# SS 16.10.21 - Aho #12



## Mika (Jul 24, 2009)

A continuation of the Saturday Symphonies Tradition:

Welcome to another weekend of symphonic listening!

For your listening pleasure this weekend:

Kalevi Aho (1949 - )

Symphony No. 12 'Luosto'

I. Šamaanit (The Shamans)
II. Kaamos ja keskikesä (Winter Darkness and Midsummer)
III. Laulu tunturissa (Song in the Fells)
IV. Myrsky tunturissa (Storm in the Fells)

---------------------

Post what recording you are going to listen to giving details of Orchestra / Conductor / Chorus / Soloists etc - Enjoy!


----------



## Mika (Jul 24, 2009)

Last night I was in symphony concert and once again Kalevi was there in the audience. I have discussed with him a couple of times asking for example why his symphonies are not programmed in Helsinki concert scene. He didn't know answer. Yesterday I didn't ask his recommendations for our event, but decided to pick one of his symphonies anyway.

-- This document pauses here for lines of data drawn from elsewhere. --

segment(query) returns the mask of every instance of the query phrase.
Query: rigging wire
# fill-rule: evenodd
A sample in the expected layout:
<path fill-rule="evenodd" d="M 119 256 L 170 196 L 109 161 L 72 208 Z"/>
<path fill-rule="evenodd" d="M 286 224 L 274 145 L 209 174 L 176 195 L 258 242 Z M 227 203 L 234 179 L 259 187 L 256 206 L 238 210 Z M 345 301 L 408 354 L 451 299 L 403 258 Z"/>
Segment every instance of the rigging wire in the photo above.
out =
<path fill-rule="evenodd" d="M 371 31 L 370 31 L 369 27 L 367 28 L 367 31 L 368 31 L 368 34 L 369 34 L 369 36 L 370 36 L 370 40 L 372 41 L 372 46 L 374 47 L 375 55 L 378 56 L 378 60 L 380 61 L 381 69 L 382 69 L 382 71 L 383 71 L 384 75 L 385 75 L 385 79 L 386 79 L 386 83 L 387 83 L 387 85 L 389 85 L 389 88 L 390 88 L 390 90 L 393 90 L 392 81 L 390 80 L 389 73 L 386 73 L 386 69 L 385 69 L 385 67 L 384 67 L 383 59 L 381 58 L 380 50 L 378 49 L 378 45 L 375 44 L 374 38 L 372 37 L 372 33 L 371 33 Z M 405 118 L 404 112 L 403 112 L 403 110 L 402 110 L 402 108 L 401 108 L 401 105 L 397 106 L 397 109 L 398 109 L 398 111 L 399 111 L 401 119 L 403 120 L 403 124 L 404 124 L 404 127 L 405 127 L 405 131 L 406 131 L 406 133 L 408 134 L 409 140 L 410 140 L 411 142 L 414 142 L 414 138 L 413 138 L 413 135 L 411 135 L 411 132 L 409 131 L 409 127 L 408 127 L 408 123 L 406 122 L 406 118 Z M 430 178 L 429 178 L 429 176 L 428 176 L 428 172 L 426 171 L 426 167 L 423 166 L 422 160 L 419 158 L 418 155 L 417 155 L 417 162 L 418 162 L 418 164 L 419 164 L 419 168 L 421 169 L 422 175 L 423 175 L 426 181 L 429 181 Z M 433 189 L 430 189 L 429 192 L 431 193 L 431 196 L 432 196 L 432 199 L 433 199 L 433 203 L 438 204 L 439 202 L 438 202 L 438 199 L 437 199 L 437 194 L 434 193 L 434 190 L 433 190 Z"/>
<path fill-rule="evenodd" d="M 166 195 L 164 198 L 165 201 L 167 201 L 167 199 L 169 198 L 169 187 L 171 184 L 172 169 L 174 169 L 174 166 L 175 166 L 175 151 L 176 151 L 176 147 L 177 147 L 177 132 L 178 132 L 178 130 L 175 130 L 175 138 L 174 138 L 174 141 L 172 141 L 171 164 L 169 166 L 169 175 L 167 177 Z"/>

Symphony #12 is an interesting piece because of extensive drumming . I guess there is only one recording of it, which is also in youtube. Enjoy!


----------



## Rogerx (Apr 27, 2018)

Symphony No. 12, "Luosto": I. Samaanit (the Shamans) · Taina Piira · Aki Alamikkotervo · Hannu Lehtonen · Lahti Symphony Orchestra · Chamber Orchestra of Lapland · John Storgårds

Aho, K.: Symphony No. 12, "Luosto" 
Unknown to mw, will this watch later.


----------



## Art Rock (Nov 28, 2009)

I'll spin my BIS CD.


----------



## Haydn man (Jan 25, 2014)

I shall join in with the same version


----------



## Highwayman (Jul 16, 2018)

Good one. I particularly like the 2nd movement.


----------



## Kiki (Aug 15, 2018)

Excellent music, but... this is one of very few recordings that I regret not doing enough reading about it before I buy. If I did, I would have bought the surround SACD instead of the stereo download. Given that this symphony was conceived with musicians stationed as far as 300 feet apart, and this BIS recording did imitate the distributed positioning at the Sibelius Hall, this is one of very few works with which a surround recording is meaningful.


----------



## cougarjuno (Jul 1, 2012)

Another composer I need to give more attention to. Will listen via You Tube


----------